Electronic – Technical term for this kind of PLC I/O

plcterminology

I don't claim to be an electrical engineer or even an electrician as I work with software more often than hardware, my job does however often work with panel wiring and wiring I/O; I was hoping someone could define a type of wiring for some technical documentation I'm putting together?

The component being used is a Phoenix ILB ETH 24 DI16 DIO16-2TX wired to support simple outputs and inputs using the image below:Input wiringOutput wiring

I would generally feel to these as PNP/NPN but I think this only apply to a circuit using a transistor? Any explanation as to explain this type of wiring would be great as I understand the practical side but not the theory.

Best Answer

In Figures 1 and 2, below, an external sensor is connected to a PLC input. Let's assume that the PLC input has an opto-coupler to the internal logic to isolate the sensitive logic circuitry from the outside world. The circuit, as far as external switches are concerned, is an LED with series resistor. If we short the input terminal to the common terminal we should expect about 5 to 15 mA to flow (determined by the internal series resistor).

In Figure 1. The opto-LED anode is connected to +24 V supply and the cathode is connected through the resistor to the input pin. When the input pin is connected to COMM- the LED will light giving a logic '1' to the PLC CPU. We can, of course, use a switch contact to do this but many interfaces will use a transistor. Either way, the PLC input provides or sources the current through the LED (red arrow) and is known as a "sourcing" input. Since NPN transistors can be very easily switched in this configuration they are generally used - hence "NPN" inputs.

NPN - sourcing input.

One major advantage of this arrangement is that the transistor can be powered from a supply of different voltage to the PLC - e.g., a 5 V micro-controller and once it shares the common negative it effectively becomes a level shifter between the two systems.

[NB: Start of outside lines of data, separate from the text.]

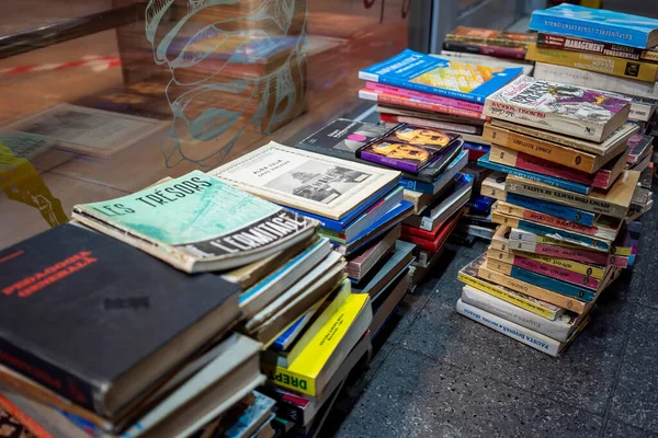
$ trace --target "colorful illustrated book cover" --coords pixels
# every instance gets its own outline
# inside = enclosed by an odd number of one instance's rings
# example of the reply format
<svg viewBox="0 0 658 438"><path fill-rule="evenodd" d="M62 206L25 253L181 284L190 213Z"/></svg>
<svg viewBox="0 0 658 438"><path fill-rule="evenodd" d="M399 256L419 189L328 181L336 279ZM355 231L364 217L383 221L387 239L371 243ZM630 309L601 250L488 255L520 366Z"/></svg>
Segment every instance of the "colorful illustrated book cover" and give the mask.
<svg viewBox="0 0 658 438"><path fill-rule="evenodd" d="M361 70L359 78L468 102L484 102L522 70L460 62L406 49Z"/></svg>
<svg viewBox="0 0 658 438"><path fill-rule="evenodd" d="M457 138L456 134L439 129L404 125L358 153L363 160L416 173L442 155Z"/></svg>

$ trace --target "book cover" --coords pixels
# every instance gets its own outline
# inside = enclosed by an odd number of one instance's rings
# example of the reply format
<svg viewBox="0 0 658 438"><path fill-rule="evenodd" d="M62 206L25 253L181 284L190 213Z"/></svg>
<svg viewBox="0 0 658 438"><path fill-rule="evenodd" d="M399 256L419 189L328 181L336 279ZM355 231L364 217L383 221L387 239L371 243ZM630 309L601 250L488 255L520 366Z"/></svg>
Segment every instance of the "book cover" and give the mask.
<svg viewBox="0 0 658 438"><path fill-rule="evenodd" d="M600 143L592 141L581 140L574 137L563 136L555 132L548 132L546 130L533 128L530 126L523 126L507 120L494 119L491 120L491 129L501 128L507 129L511 132L518 132L523 135L523 139L529 142L537 142L543 148L548 150L559 146L566 146L567 148L576 149L577 151L587 152L593 155L603 155L601 162L605 163L611 157L616 157L622 153L626 148L626 142L631 136L638 131L638 127L633 124L624 124L617 130L612 132L610 137ZM500 145L497 142L497 145ZM501 145L506 146L506 145ZM560 151L569 152L569 149L560 148ZM537 149L535 154L541 154L542 150ZM546 157L548 158L548 157ZM554 160L555 161L555 160ZM575 160L577 161L577 160ZM593 173L593 172L588 172Z"/></svg>
<svg viewBox="0 0 658 438"><path fill-rule="evenodd" d="M487 97L484 114L601 142L629 111L628 101L598 90L521 76Z"/></svg>
<svg viewBox="0 0 658 438"><path fill-rule="evenodd" d="M628 212L638 181L639 172L624 171L610 191L594 189L589 195L579 195L531 180L509 175L504 187L509 193L517 193L549 203L624 219Z"/></svg>
<svg viewBox="0 0 658 438"><path fill-rule="evenodd" d="M273 203L338 220L390 189L400 173L271 141L209 175Z"/></svg>
<svg viewBox="0 0 658 438"><path fill-rule="evenodd" d="M533 11L530 28L637 48L658 45L658 20L577 4Z"/></svg>
<svg viewBox="0 0 658 438"><path fill-rule="evenodd" d="M466 54L488 55L497 58L525 59L525 48L501 47L480 43L465 43L458 41L444 41L444 50L464 51Z"/></svg>
<svg viewBox="0 0 658 438"><path fill-rule="evenodd" d="M444 154L458 134L402 125L381 140L359 149L356 157L389 168L418 173Z"/></svg>
<svg viewBox="0 0 658 438"><path fill-rule="evenodd" d="M604 43L601 41L577 38L568 35L545 34L540 32L537 34L536 44L537 47L560 48L585 54L605 55L634 61L658 61L658 51L656 51L655 48L645 50L636 47Z"/></svg>
<svg viewBox="0 0 658 438"><path fill-rule="evenodd" d="M388 131L390 129L383 126L338 118L306 137L296 147L350 160L360 148L386 136Z"/></svg>
<svg viewBox="0 0 658 438"><path fill-rule="evenodd" d="M529 347L545 353L548 356L557 357L567 345L567 343L560 343L559 341L508 321L504 318L478 309L475 306L467 304L463 302L461 298L457 300L457 313L488 326L489 328L494 328Z"/></svg>
<svg viewBox="0 0 658 438"><path fill-rule="evenodd" d="M558 66L575 67L582 70L635 79L645 82L656 82L658 64L631 61L605 55L581 54L558 48L527 47L526 59L536 62L549 62Z"/></svg>
<svg viewBox="0 0 658 438"><path fill-rule="evenodd" d="M535 41L535 35L530 32L458 26L445 35L445 41L479 43L499 47L525 47Z"/></svg>
<svg viewBox="0 0 658 438"><path fill-rule="evenodd" d="M239 314L239 286L72 224L0 252L0 361L103 417Z"/></svg>
<svg viewBox="0 0 658 438"><path fill-rule="evenodd" d="M443 173L436 176L436 180L432 183L422 183L420 181L402 177L399 180L399 184L407 191L435 195L441 192L441 189L445 187L467 163L468 151L462 150L460 154L452 160Z"/></svg>
<svg viewBox="0 0 658 438"><path fill-rule="evenodd" d="M362 324L356 324L360 320L367 322L363 331L360 330ZM370 297L365 293L351 295L288 368L265 366L270 380L276 385L304 394L320 395L325 389L322 383L326 383L318 380L322 370L328 369L326 366L331 360L340 365L353 347L344 345L343 338L348 338L350 331L361 332L358 334L361 337L371 322ZM354 344L358 341L359 338Z"/></svg>
<svg viewBox="0 0 658 438"><path fill-rule="evenodd" d="M435 103L438 105L453 106L455 108L467 110L475 113L481 113L484 108L483 104L480 103L466 102L453 97L444 97L432 93L426 93L422 91L404 89L401 87L386 85L384 83L366 82L365 88L374 92L381 92L384 94L397 95L409 99L418 99L421 102L430 102Z"/></svg>
<svg viewBox="0 0 658 438"><path fill-rule="evenodd" d="M447 114L457 117L467 117L474 119L486 120L488 117L483 115L483 112L465 110L457 106L449 106L433 101L410 97L407 95L392 94L383 90L361 89L359 97L365 101L377 102L385 105L402 106L411 110L431 111L439 114Z"/></svg>
<svg viewBox="0 0 658 438"><path fill-rule="evenodd" d="M446 97L483 103L521 73L521 68L487 67L410 49L359 72L359 78Z"/></svg>
<svg viewBox="0 0 658 438"><path fill-rule="evenodd" d="M480 267L485 266L486 260L486 254L483 254L468 265L464 266L462 269L460 269L457 279L465 285L489 293L492 297L509 302L521 309L525 309L526 311L545 318L549 321L555 321L564 313L564 309L558 306L551 304L549 302L538 300L529 295L524 295L480 278L478 276L478 270Z"/></svg>
<svg viewBox="0 0 658 438"><path fill-rule="evenodd" d="M658 99L658 84L656 83L624 79L572 67L536 62L534 76L545 81L563 82L576 87L591 87L592 89L632 96Z"/></svg>
<svg viewBox="0 0 658 438"><path fill-rule="evenodd" d="M622 154L610 160L602 169L599 169L593 174L580 172L567 168L566 165L555 163L553 161L536 158L525 152L519 152L513 149L507 149L497 145L491 146L491 153L489 154L489 160L494 163L506 165L509 168L517 168L519 170L532 172L535 174L552 176L554 178L558 178L558 181L566 180L578 185L585 185L586 187L590 187L589 191L591 191L591 187L603 189L610 188L610 186L615 182L617 176L620 176L620 174L624 170L624 166L627 161L626 157L627 152L622 152ZM523 175L518 174L518 176ZM556 185L549 182L546 183L549 185ZM559 187L559 185L556 186ZM565 186L564 188L567 187ZM585 194L589 193L589 191L580 192L580 189L581 187L579 189L575 189L574 192Z"/></svg>
<svg viewBox="0 0 658 438"><path fill-rule="evenodd" d="M201 171L76 205L73 218L188 273L256 262L308 239L317 226Z"/></svg>
<svg viewBox="0 0 658 438"><path fill-rule="evenodd" d="M549 321L470 286L462 289L462 301L559 342L566 342L579 322L579 318L571 312Z"/></svg>
<svg viewBox="0 0 658 438"><path fill-rule="evenodd" d="M544 183L546 185L551 185L551 186L558 187L558 188L564 188L566 191L570 191L570 192L575 192L575 193L580 193L582 195L587 195L592 191L591 185L580 184L580 183L576 183L576 182L572 182L569 180L564 180L564 178L546 175L543 173L537 173L537 172L524 170L521 168L514 168L511 165L494 162L494 161L489 160L490 154L491 153L485 154L479 160L477 160L477 163L485 169L490 169L492 171L508 173L510 175L521 176L523 178L531 180L531 181L537 181L537 182ZM499 155L500 155L500 153L497 157L499 157Z"/></svg>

The main disadvantage is that the logic is somewhat inverted. A high voltage on the input is logic 0 and a low voltage is logic 1. This can be confusing.

PNP - sinking input.

Figure 2 shows the PNP / sinking circuit. Here current flows from the + supply, through the transistor and the PLC "sinks" it.

The logic is the right way up now and this style of input is preferred on most industrial equipment at present.

For outputs the situation is similar. A current sourcing output will supply the current from the + supply, through the load to the COMM-. For a current sinking output the current will flow from the + supply, through the load, into the PLC input where an NPN transistor will "sink" it to COMM-.

Note some PLCs use bi-directional opto-isolators - two LEDs connected in opposite directions. By connecting the input common terminal to + or - supply the inputs can be made sourcing or sinking.